The sun shines bright in the brilliant blue of an over exposed sky and the sweet wind carries the scent of spring and the last chill of winter. It is pressing and full of hope. I stand staring into the promise with hands on my hips and a scowl on my face. Looking at the Almighty I say with my careless words, my frustrations, that ‘I am not on board’. He can take his plans and well, that’s up to him. The blossoms don’t cheer me and I sense the pollen on the wind more than the whisper of joy. I’m disgruntled and grumpy and I just took it out in my latest bout with the King of Kings. Only to have him land me completely and lovingly on my rear end.
Oh, you don’t have this type of relationship with the great I AM?
Well, let me share a little with you, how complete and total, desperate, loving intimacy can look.
You see, I look at the last three years of our life and I get mad. I get mad at the choices we’ve made, the places we’ve gone, and the life we seem to have missed. I get mad that we aren’t where we want to be and I feel like we lost so much as we trekked out, following what we thought was right. So I take these things to my father and I look at him and say, ‘God we thought, we were following you, we thought we were doing your will. Look where it has gotten us.’
It feels as if the last three years have been a waste. That we’ve walked in circles and we’ve sunk when we thought we’d flourish. I can’t tell you, ‘oh, but look we learned so much’, because we lost seems to outweigh the gains. Though there have been amazing things we’ve been taught and huge hurdles in our life and marriage and family that we have crossed and emerged stronger. We have fought through and while we may seem a little weary, we are also victorious.
I still don’t understand. I don’t have a lot of answers.
I do have a lot of peace.
I don’t have a time when we’ll be where we want to be and can settle in to life and family, friends and home.
And. As I take my hands off of the plans of our lives and let go of my expectations, I have a welling of joy that fills my chest and takes my breath.
I look at my hands and how they have white knuckled it through so much of the last three years. How they have held the mast together when it should have toppled. They are cut and broken, bruised, and just ripe for healing. I let the ship go. I just stopped. Stopped trying, wishing, demanding, wondering, and let go. I put the whole of our lives in the hands of the God I adore and gave in. I gave him permission to take us where he will, to plant us where we’ll bloom, to use us, to mold us, and to create a deeper, more desperate love and adoration for him.
Before this venture, this journey, we were settled, we were planted. Then what seemed like a sudden ripping we were cast out of our moorings and set in a rough and troubled water. I fought, desperate, to hold it together, to keep it like it was. I created a mess. A massive disaster and stressed myself beyond my personal resources, becoming a broken record, of ‘we will survive’.

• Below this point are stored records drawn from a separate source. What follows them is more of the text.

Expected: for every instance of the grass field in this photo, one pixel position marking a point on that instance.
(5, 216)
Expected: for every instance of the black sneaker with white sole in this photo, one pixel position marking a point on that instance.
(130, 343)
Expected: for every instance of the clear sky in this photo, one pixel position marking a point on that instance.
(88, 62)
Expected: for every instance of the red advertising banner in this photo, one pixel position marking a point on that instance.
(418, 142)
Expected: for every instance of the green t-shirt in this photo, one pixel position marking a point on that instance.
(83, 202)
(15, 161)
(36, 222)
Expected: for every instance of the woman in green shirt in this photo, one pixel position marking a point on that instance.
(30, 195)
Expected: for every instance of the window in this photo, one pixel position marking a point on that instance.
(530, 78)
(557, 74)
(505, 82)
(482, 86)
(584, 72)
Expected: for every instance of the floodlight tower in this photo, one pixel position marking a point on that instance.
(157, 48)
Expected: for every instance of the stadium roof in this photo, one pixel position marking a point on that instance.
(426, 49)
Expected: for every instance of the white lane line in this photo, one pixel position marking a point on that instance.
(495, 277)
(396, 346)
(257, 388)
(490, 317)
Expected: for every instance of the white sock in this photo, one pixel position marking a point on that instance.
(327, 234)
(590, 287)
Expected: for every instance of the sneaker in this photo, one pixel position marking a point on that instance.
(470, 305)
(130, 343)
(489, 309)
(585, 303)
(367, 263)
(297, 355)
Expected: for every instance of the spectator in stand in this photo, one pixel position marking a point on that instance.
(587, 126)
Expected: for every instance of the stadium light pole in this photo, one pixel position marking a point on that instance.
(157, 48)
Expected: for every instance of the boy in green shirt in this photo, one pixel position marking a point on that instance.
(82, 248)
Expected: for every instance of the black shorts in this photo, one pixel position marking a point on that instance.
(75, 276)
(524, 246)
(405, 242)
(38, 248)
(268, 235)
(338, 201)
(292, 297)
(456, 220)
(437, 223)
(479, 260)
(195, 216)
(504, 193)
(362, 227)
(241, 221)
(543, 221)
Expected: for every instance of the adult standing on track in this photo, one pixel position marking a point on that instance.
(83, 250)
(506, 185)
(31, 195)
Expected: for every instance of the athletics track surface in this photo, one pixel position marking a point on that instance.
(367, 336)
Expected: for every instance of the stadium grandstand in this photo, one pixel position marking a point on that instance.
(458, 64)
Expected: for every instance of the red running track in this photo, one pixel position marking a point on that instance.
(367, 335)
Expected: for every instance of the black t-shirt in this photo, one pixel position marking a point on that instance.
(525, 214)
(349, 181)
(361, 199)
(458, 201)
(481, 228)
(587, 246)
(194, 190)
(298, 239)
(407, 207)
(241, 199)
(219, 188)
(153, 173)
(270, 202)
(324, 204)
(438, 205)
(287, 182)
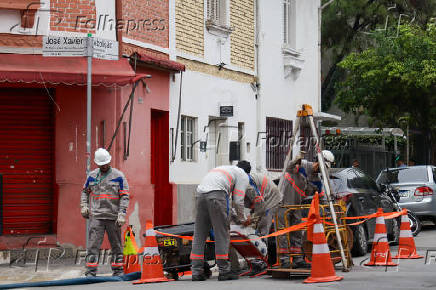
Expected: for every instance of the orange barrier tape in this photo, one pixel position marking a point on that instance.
(389, 215)
(275, 234)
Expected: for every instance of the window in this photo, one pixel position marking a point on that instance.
(289, 16)
(404, 175)
(217, 12)
(278, 135)
(188, 125)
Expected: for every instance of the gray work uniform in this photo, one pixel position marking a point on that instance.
(264, 198)
(294, 187)
(106, 195)
(222, 188)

Sometimes it’s better to break.
To let the break be clean and brutal, so that it may heal.
When we get handsy with our lives and try to prevent what we see coming, it creates a mess. Then what needs to be healed is greater than what would have been if we rested through the process and allowed it to come.

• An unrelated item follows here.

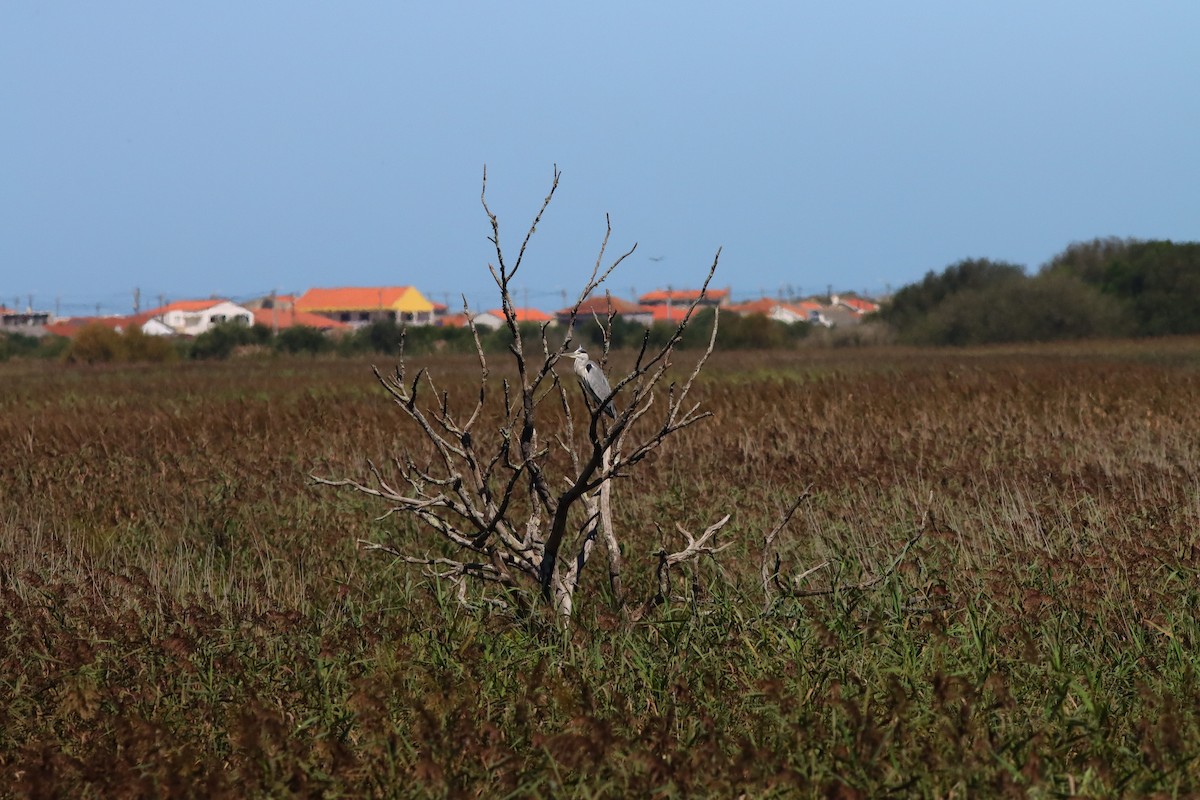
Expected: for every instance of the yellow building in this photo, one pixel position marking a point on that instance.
(365, 305)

But me and my fear, we fought. We fought hard. And we lost. It is here, lying face up in the water, the scorching of the sun on my face, the tumult of the waves beneath and nothing to hold me up, that I’ve fallen quietly down. It is here that I’ve found my rest. In the quietness of surrender. In the heartbreaking finale of trust. That no matter what comes, I am okay. That God’s goodness is not to destroy me, but to hold me through it. That he is not lurking around the corners with my greatest fears, but he is wooing me to his goodness.